3 egg whites, at room temperature

¼ teaspoon cream of tartar

¾ cup of sugar

2 teaspoons Ben’s Original Cherry Juice Concentrate

1-2 drops of red or pink food coloring


Preheat oven to 200 degrees

Line 2 large baking sheets with parchment paper.

Beat egg whites in large metal bowl on medium speed with mixer using wire wisk attachment until foamy. Add cream of tartar just as the whites begin to become frothy during the beating.  Gradually add sugar, 1 tablespoon at a time, beating until stiff peaks form,  about 5 minutes. Mix in Cherry juice concentrate.

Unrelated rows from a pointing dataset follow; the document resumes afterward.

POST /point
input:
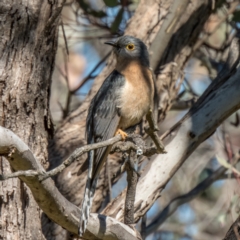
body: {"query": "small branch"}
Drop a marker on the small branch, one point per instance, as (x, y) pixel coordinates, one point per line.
(183, 105)
(51, 201)
(132, 178)
(28, 173)
(206, 35)
(163, 36)
(152, 132)
(178, 201)
(143, 226)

Add food coloring one drop at time as you desire for color. (Optional)

Spoon meringue into a pastry bag fitted with a star tip. Pipe 12 (1 ½  –inch high, by 1 ½ inch wide) mounds onto each baking sheet, space evenly apart.

Bake for 3 hours, or until dry and crisp.

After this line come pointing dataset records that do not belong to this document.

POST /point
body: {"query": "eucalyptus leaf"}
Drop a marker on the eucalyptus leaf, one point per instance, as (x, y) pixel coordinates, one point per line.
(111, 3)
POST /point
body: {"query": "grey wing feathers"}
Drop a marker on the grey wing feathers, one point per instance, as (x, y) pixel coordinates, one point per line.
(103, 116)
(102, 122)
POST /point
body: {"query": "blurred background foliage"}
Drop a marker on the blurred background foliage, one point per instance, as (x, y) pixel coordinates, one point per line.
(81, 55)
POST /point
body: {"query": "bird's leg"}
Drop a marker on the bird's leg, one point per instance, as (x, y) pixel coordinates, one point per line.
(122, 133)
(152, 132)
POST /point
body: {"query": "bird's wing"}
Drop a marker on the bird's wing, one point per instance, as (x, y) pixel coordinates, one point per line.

*Note: You can also use 2 spoons to form the mounds. Scoop meringue with one and use the other to push it onto the baking sheet.

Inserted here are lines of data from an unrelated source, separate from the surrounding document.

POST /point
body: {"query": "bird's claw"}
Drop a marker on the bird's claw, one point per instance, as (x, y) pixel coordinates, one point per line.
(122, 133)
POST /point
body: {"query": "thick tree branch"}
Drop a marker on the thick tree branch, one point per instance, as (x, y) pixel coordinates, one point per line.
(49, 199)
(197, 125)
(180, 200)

If you want to make mini meringue shells, form a flat base and pipe sides around to form a well. Cool the meringues completely on baking sheets. Store in an airtight container at room temperature for up to a week.

For meringue shells: Fill with dollop of whip cream or Cool Whip and top with Cherry Festival Preserves. Add a mint sprig for garnish if desired.